Disassemble Old Cordless Drill

While working on my NEXTEC Dustbuster project, I took the work-in-progress to various local maker meets to as a show-and-tell subject. This inspired another local tinkerer to bring a really old cordless drill for a compare-and-contrast session. It hasn’t run in years so nothing was risked by taking it apart. Which we did.

We see a motor that’s roughly in the same class as the motor in my Dustbuster. Instead of an air-moving fan directly attached to the motor output shaft, we have a simple reduction gearbox instead of the planetary gear popular with modern counterparts. Other missing convenience features common in current generation products include a torque-sensitive clutch and key-less chuck.

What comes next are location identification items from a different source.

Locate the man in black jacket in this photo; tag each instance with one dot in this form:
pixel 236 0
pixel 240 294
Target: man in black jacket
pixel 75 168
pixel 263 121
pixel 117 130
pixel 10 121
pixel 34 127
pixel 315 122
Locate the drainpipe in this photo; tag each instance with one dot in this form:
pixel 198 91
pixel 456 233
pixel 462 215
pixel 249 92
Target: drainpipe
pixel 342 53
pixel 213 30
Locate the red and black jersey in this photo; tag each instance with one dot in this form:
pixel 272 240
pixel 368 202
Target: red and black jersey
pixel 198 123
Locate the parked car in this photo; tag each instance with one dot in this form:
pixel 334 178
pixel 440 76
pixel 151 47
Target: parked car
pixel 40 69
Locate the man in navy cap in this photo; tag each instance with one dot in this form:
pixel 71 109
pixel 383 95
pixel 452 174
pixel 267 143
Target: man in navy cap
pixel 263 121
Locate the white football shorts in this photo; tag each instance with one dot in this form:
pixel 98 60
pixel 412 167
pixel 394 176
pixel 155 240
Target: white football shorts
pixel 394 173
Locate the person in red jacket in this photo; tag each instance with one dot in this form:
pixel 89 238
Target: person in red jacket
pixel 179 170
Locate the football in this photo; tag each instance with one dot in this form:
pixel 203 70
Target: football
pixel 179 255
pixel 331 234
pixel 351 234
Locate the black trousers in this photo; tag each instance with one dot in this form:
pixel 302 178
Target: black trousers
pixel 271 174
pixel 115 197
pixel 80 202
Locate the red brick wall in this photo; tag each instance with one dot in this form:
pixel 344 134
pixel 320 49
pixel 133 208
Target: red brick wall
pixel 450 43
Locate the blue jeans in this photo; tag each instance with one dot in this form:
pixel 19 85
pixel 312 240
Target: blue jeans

The most surprising part of this old design is how they implemented the two-speed mechanism. The trigger moves a switch into one of three positions corresponding to “off”, “low”, and “high” speed. Obviously “off” is an open-circuit and “high” speed connects all five (six?) battery cells to the motor. It’s the “low” that was a surprise – as far as we can determine, it connects three of the battery cells to the motor and bypasses the rest. This will certainly send less power into the motor, but it also results in uneven discharge pattern for the battery cells. Such behavior is considered absolute no-no with modern lithium-ion battery cells, and it couldn’t have been very healthy for these old NiCad cells, either.

In theory this drill could be revived with a battery transplant, or maybe upgrade to two-cell Lithium-Ion power. Whether it’ll happen depends on the owner, who should definitely find an alternative implementation for variable speed.